I think this is a Pope which requires reading the whole interview and not stripped out comments. And then a fruitful discussion can be had. (This is no different than when Bush, Reagan or Palin is headlined and misquoted and then you go read the interview and you discover it's not all as it seems.)
http://www.repubblica.it/cultura/2013/10/01/news/pope_s_conversation_with_scalfari_english-67643118/I read Barnhardt's bio and decided I don't have much use for her. She sounds like she doesn't like the Catholic Church she joined a few years ago and now longs for the way it used to be--some romantic view that existed in the movies of the 40's and 50's and thus sees everything through that lens. She's no different than the liberal Catholics who are pining for the Catholic church they want.
I was discussing this with a young Catholic today-- she explained that the good the Pope references is based on Catholic teaching that the natural law is written on everyone's heart by God --and that if they seek the good they will find it. The good ultimately being God. (I hope I got that right.) So the Pope's use of Good in the interview is about Good capital G not whatever anyone person thinks as good (and feels like doing). At least that's how it seems to me. So a primitive people can seek good as written on their heart by God and never meet a missionary to hear about Jesus. That it is contrary to many Christian beliefs but that is the Catholic view.

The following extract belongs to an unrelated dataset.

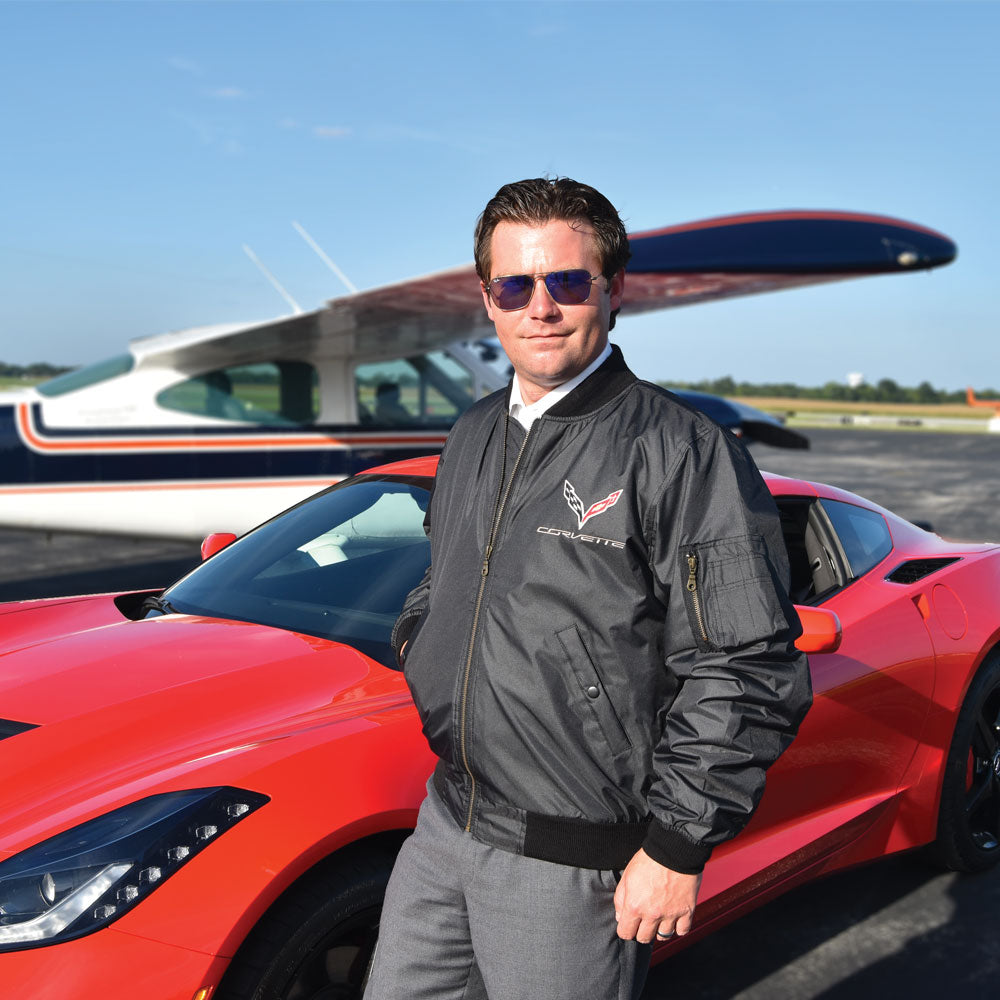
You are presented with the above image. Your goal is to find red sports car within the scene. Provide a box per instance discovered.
[0,459,1000,1000]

Half the interview is spent discussing the saints he likes. ( I don't think Marxists are particularly fond of saints. I pretty sure that the church has canonized people who were killed by Marxists, communists etc.) I find it interesting that Barnhardt failed to mention that part of the interview. She has an agenda and I don't trust anyone who can't address the whole interview.
Several Saturdays ago the Pope held a 4-hour prayer event in St. Peter's square to pray for peace and no war with Syria. That impressed me as he was there the whole time. He didn't just ask everyone to pray he held the event and he stayed for it.
I guess it's my training as a lawyer but one thing I learned way back when was never to believe the case notes (the summary of cases)-- read the dang cases yourself.